Evaluation of Short Peptide Inhibitors to Counteract Botulinum Neurotoxin A (BoNT/A) Poisoning In Vitro.

Abstract

Botulinum neurotoxins (BoNTs) inhibit stimulated neuroexocytosis, resulting in flaccid paralysis. Among the seven serotypes (A–G), serotype A (BoNT/A) is the most toxic. BoNT/A consists of a 100 kD heavy chain and a 50 kD light chain (LC). The LC, a zinc endopeptidase, hydrolyzes the vesicle fusion protein SNAP‐25 and thus blocking neuroexocytosis. A prospective countermeasure against BoNT/A poisoning is to inhibit the LC‐induced hydrolysis of SNAP‐25 using a short peptide inhibitor.
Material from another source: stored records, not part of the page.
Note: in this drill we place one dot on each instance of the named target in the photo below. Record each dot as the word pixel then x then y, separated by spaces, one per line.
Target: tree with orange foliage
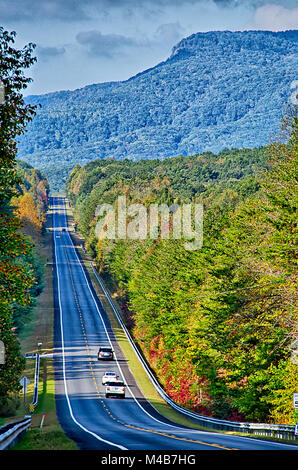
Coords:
pixel 15 279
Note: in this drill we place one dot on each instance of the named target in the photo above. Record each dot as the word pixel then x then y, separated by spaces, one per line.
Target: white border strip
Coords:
pixel 63 361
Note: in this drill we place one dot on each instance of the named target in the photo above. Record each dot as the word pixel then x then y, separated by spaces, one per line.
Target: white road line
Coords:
pixel 146 412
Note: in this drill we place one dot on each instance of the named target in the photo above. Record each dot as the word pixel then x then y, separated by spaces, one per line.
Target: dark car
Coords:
pixel 105 353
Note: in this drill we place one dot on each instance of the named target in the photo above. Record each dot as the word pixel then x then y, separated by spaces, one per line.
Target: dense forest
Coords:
pixel 217 89
pixel 215 324
pixel 23 201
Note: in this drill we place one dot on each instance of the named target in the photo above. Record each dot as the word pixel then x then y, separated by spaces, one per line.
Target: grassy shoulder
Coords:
pixel 40 329
pixel 139 373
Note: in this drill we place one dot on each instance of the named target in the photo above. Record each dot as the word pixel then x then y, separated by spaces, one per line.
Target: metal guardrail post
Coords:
pixel 11 433
pixel 283 431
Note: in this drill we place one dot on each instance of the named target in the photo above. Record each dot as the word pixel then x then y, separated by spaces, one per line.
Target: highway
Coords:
pixel 91 420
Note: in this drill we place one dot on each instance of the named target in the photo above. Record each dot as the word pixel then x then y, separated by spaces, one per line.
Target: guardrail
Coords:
pixel 10 434
pixel 264 429
pixel 36 380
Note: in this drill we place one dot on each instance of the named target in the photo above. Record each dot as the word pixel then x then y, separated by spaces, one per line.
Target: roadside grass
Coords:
pixel 138 372
pixel 40 329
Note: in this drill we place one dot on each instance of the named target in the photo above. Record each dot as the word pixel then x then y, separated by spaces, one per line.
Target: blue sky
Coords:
pixel 91 41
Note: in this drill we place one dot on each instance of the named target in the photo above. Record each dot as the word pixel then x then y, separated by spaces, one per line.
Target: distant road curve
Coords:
pixel 91 420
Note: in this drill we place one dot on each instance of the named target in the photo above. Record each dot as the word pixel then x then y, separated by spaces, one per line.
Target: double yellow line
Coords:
pixel 106 408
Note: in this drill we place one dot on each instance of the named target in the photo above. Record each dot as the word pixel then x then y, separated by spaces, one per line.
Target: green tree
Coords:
pixel 15 279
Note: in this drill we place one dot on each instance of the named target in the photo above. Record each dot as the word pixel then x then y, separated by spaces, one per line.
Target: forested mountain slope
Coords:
pixel 216 324
pixel 216 90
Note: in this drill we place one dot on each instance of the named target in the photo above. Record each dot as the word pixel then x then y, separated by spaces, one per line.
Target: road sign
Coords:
pixel 24 382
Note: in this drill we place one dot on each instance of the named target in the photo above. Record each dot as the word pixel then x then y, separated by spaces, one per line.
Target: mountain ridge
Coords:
pixel 219 89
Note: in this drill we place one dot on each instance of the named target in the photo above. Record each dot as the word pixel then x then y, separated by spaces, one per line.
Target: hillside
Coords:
pixel 216 324
pixel 216 90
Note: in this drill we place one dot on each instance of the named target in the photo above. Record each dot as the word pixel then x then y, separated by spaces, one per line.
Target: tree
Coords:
pixel 15 279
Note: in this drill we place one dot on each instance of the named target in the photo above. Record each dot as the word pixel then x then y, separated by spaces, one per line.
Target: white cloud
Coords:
pixel 275 18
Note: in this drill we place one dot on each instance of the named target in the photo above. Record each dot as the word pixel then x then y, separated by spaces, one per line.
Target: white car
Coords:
pixel 117 387
pixel 109 377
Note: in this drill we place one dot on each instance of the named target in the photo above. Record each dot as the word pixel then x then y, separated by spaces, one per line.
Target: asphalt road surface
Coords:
pixel 91 420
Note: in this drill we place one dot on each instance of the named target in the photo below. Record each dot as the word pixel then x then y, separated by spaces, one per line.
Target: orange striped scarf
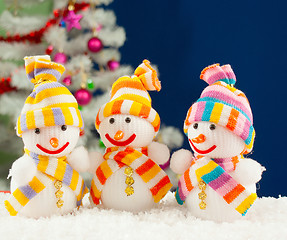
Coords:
pixel 115 158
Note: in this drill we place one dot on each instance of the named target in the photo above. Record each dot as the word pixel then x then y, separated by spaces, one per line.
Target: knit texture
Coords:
pixel 50 103
pixel 115 158
pixel 215 174
pixel 223 104
pixel 129 96
pixel 55 169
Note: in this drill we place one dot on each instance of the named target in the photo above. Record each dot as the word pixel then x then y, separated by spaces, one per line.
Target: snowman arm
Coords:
pixel 181 161
pixel 23 170
pixel 79 159
pixel 158 152
pixel 248 171
pixel 96 159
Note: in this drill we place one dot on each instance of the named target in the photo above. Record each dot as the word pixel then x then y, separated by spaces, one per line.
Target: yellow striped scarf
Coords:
pixel 116 158
pixel 55 169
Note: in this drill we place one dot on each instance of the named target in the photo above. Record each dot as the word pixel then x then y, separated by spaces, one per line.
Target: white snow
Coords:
pixel 267 219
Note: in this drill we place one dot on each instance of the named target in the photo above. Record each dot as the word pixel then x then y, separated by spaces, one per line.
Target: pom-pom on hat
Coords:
pixel 223 104
pixel 50 103
pixel 129 96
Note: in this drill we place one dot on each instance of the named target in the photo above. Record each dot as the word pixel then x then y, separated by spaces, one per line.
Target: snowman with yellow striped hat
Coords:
pixel 128 176
pixel 219 182
pixel 46 180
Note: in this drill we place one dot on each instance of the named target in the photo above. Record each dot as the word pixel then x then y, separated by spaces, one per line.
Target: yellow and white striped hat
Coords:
pixel 50 103
pixel 129 96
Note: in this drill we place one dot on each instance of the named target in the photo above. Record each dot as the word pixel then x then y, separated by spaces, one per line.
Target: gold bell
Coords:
pixel 129 190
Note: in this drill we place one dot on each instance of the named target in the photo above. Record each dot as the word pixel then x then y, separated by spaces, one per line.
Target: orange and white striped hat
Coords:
pixel 129 96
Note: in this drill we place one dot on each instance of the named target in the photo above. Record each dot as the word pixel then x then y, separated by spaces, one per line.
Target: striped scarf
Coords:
pixel 55 169
pixel 215 174
pixel 116 158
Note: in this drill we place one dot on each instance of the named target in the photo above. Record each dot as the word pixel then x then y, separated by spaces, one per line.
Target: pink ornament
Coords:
pixel 67 80
pixel 49 49
pixel 113 65
pixel 83 97
pixel 60 58
pixel 95 44
pixel 72 20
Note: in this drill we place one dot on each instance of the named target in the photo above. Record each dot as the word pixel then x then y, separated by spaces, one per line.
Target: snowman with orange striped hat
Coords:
pixel 128 176
pixel 218 183
pixel 45 180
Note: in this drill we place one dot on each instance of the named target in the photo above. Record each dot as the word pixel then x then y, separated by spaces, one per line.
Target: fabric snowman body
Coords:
pixel 134 183
pixel 218 137
pixel 50 132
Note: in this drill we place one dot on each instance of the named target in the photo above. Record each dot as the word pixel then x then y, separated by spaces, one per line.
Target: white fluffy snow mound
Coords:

A high affinity synthetic peptide inhibitor N‐acetyl‐CRATKML‐amide has been reported. We compared this peptide inhibitor and two other derivatives, which include an aldehyde or a fluoromethyl ketone (an irreversible inhibitor) side group, with respect to their inhibitory potencies against SNAP‐25 hydrolysis and blockade of neuroexocytosis induced by BoNT/A in a human neuronal model, M‐17. Using SNAP‐25 hydrolysis and high K+ (80 mM) stimulated (3H)‐glycine release assays, we observed that all three inhibitors significantly inhibited BoNT/A effects. We also observed using an Alexa555 fluorescent tag that the peptide inhibitors were permeable through neuronal cell membranes. These peptide inhibitors show promise as therapeutic intervention(s) against BoNT/A poisoning. Research supported by JSTO‐DTRA Award # T.T.0009_06_RC_B to R. Ray. The views represented are those of the authors and are not necessarily endorsed by the US Army.